# 08 2.5S Coupe Starter Problems Already!



## Praetorian_1975 (Jul 14, 2004)

Gonna take this to the dealer (of course) but I was just wondering if anyone else out there has problems starting their car? Pressing the brake and pushing start only makes the lights come on then off. It takes about 5 times or so before it gets to start. Even when putting the fob in the console doesn't work. Could it be possibly be a dead battery? It does start after awhile but it should start right away...that being a new car. Anyone else having this problem?


----------



## Fermenter (Jul 30, 2009)

I have a 2008 Altima 3.5 SL. yesterday I tryed to start and no dash light or noise at all. Checked everything to make sure it was set to start. nothing. I put the fob in the port and the sam reaction, nothing.
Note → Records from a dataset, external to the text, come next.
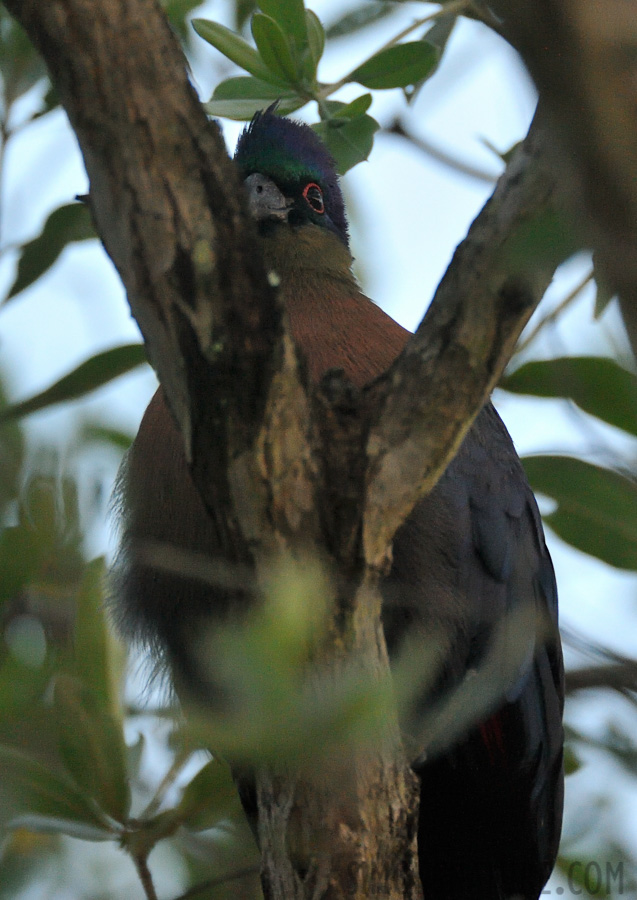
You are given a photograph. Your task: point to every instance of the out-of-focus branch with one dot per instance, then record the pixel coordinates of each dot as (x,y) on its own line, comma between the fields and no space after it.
(438,385)
(620,676)
(583,58)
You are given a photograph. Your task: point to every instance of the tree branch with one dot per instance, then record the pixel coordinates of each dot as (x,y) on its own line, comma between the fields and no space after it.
(171,213)
(584,62)
(430,397)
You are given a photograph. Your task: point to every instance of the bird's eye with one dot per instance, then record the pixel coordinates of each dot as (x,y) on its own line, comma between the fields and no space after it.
(314,196)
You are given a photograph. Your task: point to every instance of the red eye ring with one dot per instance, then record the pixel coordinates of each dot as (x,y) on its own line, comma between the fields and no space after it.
(314,196)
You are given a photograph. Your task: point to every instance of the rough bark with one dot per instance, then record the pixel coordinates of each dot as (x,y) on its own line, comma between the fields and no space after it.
(283,469)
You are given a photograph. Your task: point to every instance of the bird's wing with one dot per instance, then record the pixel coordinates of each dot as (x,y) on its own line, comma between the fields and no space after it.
(471,555)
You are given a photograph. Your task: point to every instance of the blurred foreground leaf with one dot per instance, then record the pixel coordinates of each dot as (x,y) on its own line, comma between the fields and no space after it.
(596,384)
(597,508)
(34,797)
(88,376)
(64,225)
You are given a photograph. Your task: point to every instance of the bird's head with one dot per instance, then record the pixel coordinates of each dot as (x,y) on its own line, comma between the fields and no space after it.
(290,176)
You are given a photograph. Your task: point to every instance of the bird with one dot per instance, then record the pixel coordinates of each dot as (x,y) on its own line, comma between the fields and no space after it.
(467,556)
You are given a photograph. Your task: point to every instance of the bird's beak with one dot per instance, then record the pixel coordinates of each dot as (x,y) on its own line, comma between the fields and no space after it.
(265,200)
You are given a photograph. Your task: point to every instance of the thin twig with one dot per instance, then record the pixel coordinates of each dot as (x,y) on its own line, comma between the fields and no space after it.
(441,156)
(555,313)
(455,6)
(141,864)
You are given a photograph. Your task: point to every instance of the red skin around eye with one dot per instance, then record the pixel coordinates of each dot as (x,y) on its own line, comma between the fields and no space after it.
(312,201)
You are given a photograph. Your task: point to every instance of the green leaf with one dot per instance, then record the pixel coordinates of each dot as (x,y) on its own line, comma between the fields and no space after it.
(210,797)
(96,433)
(20,555)
(176,12)
(88,376)
(12,449)
(315,37)
(39,799)
(290,17)
(243,110)
(547,238)
(235,48)
(357,107)
(274,48)
(605,292)
(438,36)
(349,142)
(397,66)
(64,225)
(22,66)
(597,508)
(239,98)
(92,746)
(596,384)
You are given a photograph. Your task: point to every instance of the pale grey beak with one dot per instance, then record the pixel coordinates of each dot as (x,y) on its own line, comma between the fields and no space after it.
(265,200)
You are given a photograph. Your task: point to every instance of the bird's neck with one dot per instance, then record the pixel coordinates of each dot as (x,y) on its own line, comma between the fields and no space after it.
(334,324)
I should not say nothein in both instanses the ingintion would cyle from off to acc to on. and a dash light ( car with key ) would glow temperarly. the dome lights worked. I had some power, but not enought to engage the starter. 
I called road sid service and they sent out a jump. It jumped right away. I drove it to Nissan dealer and they check out the total electric sytem and it cheked out prefectly. No bad battery are Volt reg ect. 
I did have the headlights on Auto mode. This moring I waited to see if the head lights turned off. they did. I don't have an answer but I want to add to you thread and see if any others have had the same thing.


----------



## vrefron (Dec 18, 2007)

The '07 and up Altimas come from the factory with weak batteries. We have 3 a week come in with this complaint. A new battery ALWAYS fixes the concern. The problem is, the battery tester Nissan makes it's dealers use often will not see a problem with the battery, and if it doesn't give us a failure code, we can't get the warranty claim paid.

I love Nissan, and I work at a dealership. This is not the dealer's fault. This is Nissan not taking care of a mistake that they continue to make.

----------------
Now playing: Metallica - Nothing Else Matters
via FoxyTunes


----------



## Fermenter (Jul 30, 2009)

*2007+ Altima*

Thanks for the information. I will kee it in mind.

I might think it would be pointed out that it would cost less to pay for a new battery than to send someone out with a jump? :lame:


----------



## PbLead (Aug 8, 2009)

Check to see if your brake lamps work. There have been alot of problems with the brake lamp switch. If that goes out it will do exactly what it's doing now.


----------



## Fermenter (Jul 30, 2009)

Thnks for the information. I will have someone check the brake switch out.


----------